A fare dell’ospedale Papa Giovanni, azienda dove la maggior parte degli operatori è donna, un ospedale in rosa hanno concorso molti servizi: l’attivazione di un protocollo multidisciplinare per le donne vittime di violenza; il percorso per la diagnosi e la cura del tumore al seno, in cui le donne possono anche usufruire della radioterapia intraoperatoria ; le attenzioni riservate alle pazienti con sclerosi multipla, che possono contare su un servizio psicologico dedicato e su un ambulatorio multidisciplinare che le segue durante la gravidanza; gli ambulatori multidisciplinari per le malattie reumatologiche; l’ambulatorio pensato per le donne in gravidanza che hanno la necessità di mantenere un trattamento psicofarmacologico; l’ambulatorio per gli adolescenti che presentano un esordio di disturbo bipolare dell’umore; la possibilità di curare neonati affetti da qualunque patologia; l’efficacia del servizio di Procreazione medicalmente assistita; l’ambulatorio cardiologico dedicato all’ ecografia fetale; i servizi offerti alle mamme durante il parto , dall’analgesia alla possibilità di partorire in acqua fino alla donazione del sangue da cordone ombelicale possibile ogni giorno dell’anno; i percorsi di diagnosi e cura dell’ osteoporosi e infine la presenza di un team dedicato per la gestione del diabete in gravidanza.

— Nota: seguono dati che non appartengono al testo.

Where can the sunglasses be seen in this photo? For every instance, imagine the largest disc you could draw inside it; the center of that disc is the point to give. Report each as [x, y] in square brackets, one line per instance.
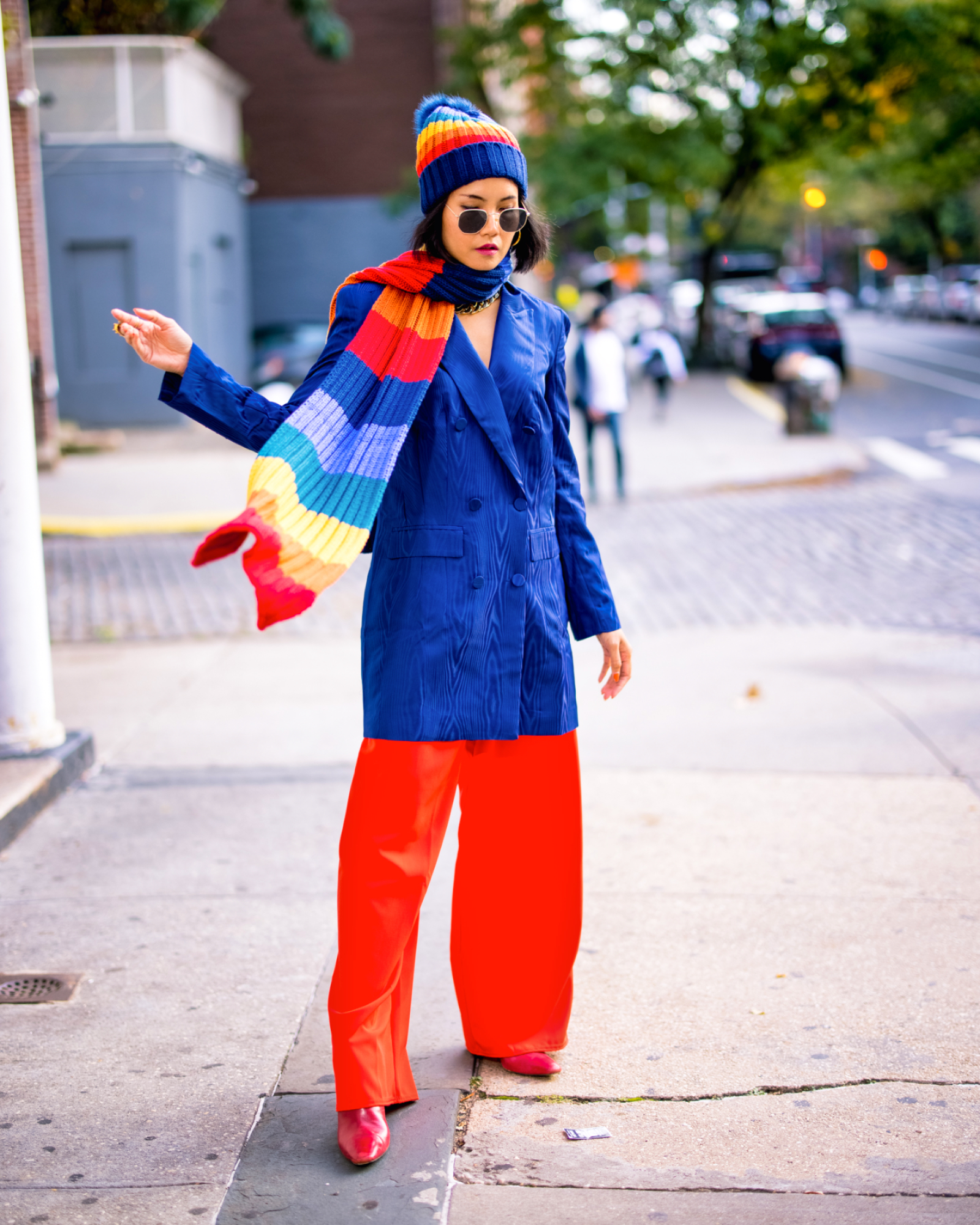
[472, 221]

“Si tratta di un prestigioso riconoscimento che da tanti anni ci accompagna lungo un percorso continuo di miglioramento dei servizi offerti alle donne – ha commentato Carlo Nicora , direttore generale dell’ospedale Papa Giovanni -. Attenzioni e possibilità che sono il frutto del nostro impegno nel promuovere un approccio di ‘genere’ nella definizione dei servizi sanitari e che sono possibili grazie alle tante professionalità su cui il nostro ospedale può contare. Il risultato sono prestazioni di altissimo livello, organizzate secondo le esigenze delle donne, in modo da offrire loro servizi eccellenti, in un contesto costruito su misura, in cui si possono sentire accolte e ascoltate”.

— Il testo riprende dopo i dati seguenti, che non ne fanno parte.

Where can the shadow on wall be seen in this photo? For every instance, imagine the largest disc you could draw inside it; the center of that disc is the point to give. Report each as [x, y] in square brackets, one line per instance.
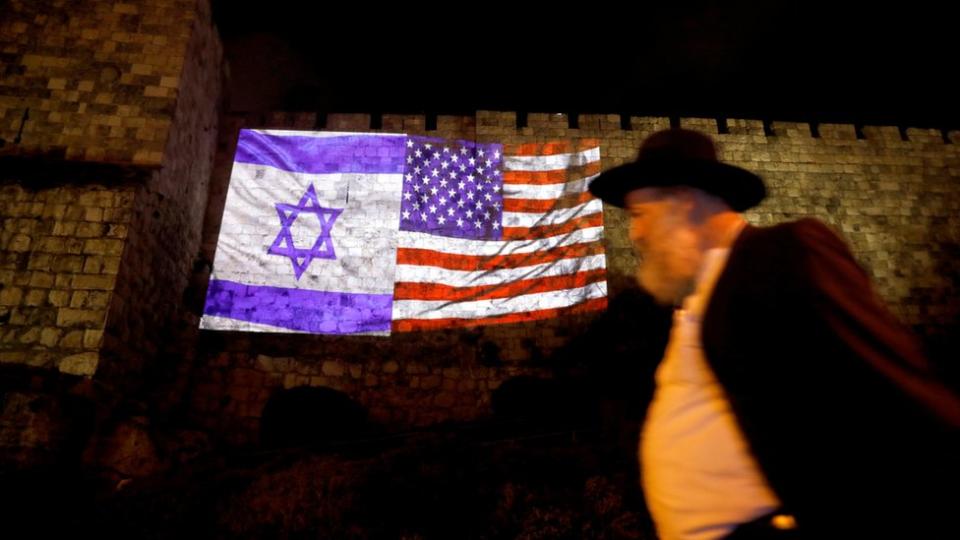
[308, 416]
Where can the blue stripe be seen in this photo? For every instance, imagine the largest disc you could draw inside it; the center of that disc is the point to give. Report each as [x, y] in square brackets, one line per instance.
[317, 155]
[317, 312]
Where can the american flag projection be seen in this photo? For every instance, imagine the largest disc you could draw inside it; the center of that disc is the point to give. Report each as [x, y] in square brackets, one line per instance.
[356, 233]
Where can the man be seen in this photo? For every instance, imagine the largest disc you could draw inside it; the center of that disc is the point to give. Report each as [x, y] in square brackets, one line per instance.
[789, 402]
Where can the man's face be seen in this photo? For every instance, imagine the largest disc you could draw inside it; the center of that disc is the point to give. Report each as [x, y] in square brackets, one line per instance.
[666, 242]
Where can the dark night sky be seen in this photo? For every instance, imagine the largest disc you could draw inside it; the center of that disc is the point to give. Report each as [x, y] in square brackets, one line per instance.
[797, 61]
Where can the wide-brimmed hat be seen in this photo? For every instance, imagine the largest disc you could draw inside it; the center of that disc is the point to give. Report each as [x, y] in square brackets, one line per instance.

Quest’anno sono stati 230 gli ospedali premiati: 65 con il massimo riconoscimento (tre bollini), 105 con due bollini e 60 con un bollino; 12 ospedali hanno ricevuto una menzione speciale per aver ottenuto sempre 3 bollini dal 2007 ad oggi. Nel sito www.bollinirosa.it, riservato all’iniziativa e alle attività correlate (Concorso Best Practice, HOpen Day), sono consultabili le schede di tutti gli ospedali premiati con i relativi servizi, suddivisi per regione, e con la possibilità per l’utenza di esprimere il proprio parere sulla base dell’esperienza personale. Grazie ad un accordo con Federfarma, anche quest’anno le 17 mila farmacie, presenti su tutto il territorio nazionale, aiuteranno la popolazione femminile a trovare “l’ospedale amico delle donne” più vicino a loro.

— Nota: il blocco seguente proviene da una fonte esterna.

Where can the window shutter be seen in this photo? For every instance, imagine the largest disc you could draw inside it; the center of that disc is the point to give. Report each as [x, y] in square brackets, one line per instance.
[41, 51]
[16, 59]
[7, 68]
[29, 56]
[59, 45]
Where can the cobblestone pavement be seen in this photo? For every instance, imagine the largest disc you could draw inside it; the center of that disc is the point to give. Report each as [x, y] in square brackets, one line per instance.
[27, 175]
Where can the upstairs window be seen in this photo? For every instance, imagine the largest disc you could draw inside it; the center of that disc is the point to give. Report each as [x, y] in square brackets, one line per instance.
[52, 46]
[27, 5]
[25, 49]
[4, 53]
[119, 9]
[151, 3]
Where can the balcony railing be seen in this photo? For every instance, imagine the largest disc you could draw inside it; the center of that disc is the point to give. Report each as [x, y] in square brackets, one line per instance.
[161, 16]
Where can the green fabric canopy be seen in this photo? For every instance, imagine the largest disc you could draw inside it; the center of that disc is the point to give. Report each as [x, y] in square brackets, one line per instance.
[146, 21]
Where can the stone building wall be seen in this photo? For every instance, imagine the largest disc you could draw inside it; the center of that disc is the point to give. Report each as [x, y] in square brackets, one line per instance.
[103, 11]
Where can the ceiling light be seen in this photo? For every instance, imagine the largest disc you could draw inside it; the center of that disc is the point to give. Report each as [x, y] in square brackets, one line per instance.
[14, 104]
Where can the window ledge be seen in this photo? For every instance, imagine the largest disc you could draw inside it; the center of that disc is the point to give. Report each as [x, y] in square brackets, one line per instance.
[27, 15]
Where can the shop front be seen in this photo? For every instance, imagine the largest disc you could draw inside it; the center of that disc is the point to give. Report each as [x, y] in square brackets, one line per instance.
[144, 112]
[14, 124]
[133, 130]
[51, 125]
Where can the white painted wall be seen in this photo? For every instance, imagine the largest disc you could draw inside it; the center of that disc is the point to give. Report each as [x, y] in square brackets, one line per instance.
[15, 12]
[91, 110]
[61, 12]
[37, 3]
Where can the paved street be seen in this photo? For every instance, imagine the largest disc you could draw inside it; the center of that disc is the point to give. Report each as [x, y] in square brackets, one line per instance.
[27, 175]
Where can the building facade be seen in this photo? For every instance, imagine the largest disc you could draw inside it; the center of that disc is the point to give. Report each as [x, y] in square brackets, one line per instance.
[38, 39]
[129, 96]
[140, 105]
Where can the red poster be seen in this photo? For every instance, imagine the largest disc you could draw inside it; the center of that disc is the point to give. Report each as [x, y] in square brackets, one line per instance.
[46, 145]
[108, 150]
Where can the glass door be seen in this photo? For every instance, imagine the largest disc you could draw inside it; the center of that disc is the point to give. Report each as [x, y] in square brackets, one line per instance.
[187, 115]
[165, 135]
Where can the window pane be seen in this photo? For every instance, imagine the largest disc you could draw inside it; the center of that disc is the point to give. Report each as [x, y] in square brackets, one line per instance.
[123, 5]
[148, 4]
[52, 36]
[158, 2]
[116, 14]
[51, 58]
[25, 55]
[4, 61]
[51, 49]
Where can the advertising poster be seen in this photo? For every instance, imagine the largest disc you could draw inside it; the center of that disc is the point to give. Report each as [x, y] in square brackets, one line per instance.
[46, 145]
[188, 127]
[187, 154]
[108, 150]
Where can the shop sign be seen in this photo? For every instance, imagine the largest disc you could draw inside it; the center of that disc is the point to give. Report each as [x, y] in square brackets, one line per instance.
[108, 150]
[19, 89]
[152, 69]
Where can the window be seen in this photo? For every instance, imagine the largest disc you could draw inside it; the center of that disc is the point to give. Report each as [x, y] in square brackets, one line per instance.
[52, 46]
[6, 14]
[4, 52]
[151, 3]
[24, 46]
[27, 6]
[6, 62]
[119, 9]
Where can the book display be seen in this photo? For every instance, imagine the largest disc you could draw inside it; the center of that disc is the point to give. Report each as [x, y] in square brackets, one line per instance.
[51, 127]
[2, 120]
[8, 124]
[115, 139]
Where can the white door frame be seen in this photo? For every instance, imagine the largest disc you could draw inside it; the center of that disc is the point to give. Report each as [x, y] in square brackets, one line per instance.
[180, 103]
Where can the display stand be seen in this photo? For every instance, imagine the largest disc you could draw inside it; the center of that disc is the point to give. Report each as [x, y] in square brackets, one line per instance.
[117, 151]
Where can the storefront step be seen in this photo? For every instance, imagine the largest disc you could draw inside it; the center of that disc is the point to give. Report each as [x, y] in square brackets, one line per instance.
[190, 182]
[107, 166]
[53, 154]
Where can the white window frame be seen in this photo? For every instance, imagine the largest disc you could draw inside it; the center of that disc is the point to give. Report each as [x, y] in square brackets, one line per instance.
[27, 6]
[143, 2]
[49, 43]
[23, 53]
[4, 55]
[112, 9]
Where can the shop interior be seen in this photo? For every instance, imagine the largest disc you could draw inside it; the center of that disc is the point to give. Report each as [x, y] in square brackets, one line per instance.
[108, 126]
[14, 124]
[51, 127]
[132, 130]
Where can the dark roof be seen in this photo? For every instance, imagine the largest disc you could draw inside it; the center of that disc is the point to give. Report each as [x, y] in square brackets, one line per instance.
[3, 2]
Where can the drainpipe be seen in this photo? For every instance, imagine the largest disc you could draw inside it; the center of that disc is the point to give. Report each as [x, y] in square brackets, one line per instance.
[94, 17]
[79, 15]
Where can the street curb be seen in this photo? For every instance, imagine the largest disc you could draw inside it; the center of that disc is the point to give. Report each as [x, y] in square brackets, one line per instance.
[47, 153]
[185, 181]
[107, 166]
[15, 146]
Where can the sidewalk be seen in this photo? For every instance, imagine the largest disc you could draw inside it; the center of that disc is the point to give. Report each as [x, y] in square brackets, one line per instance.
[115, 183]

Il servizio di informazione sull’uso dei farmaci in gravidanza e durante l’allattamento ha le seguenti caratteristiche: Consulenza telefonica 24 ore su 24 per tutto il territorio nazionale (numero verde: 800.883300); gruppo di lavoro multidisciplinare che segue le donne in gravidanza che necessitano di proseguire le terapie farmacologiche. Negli anni 2009 e 2010 sono state prese in carico 188 pazienti, di cui: 150 con patologia reumatologica, 13 con epilessia, 9 con sclerosi multipla, 7 con patologia psichiatrica, 2 con embolia polmonare, 1 politrauma e 6 con altre patologie; gruppo di lavoro sulla depressione e altre problematiche psichiatriche in gravidanza che dal 2010 a oggi ha seguito 41 pazienti.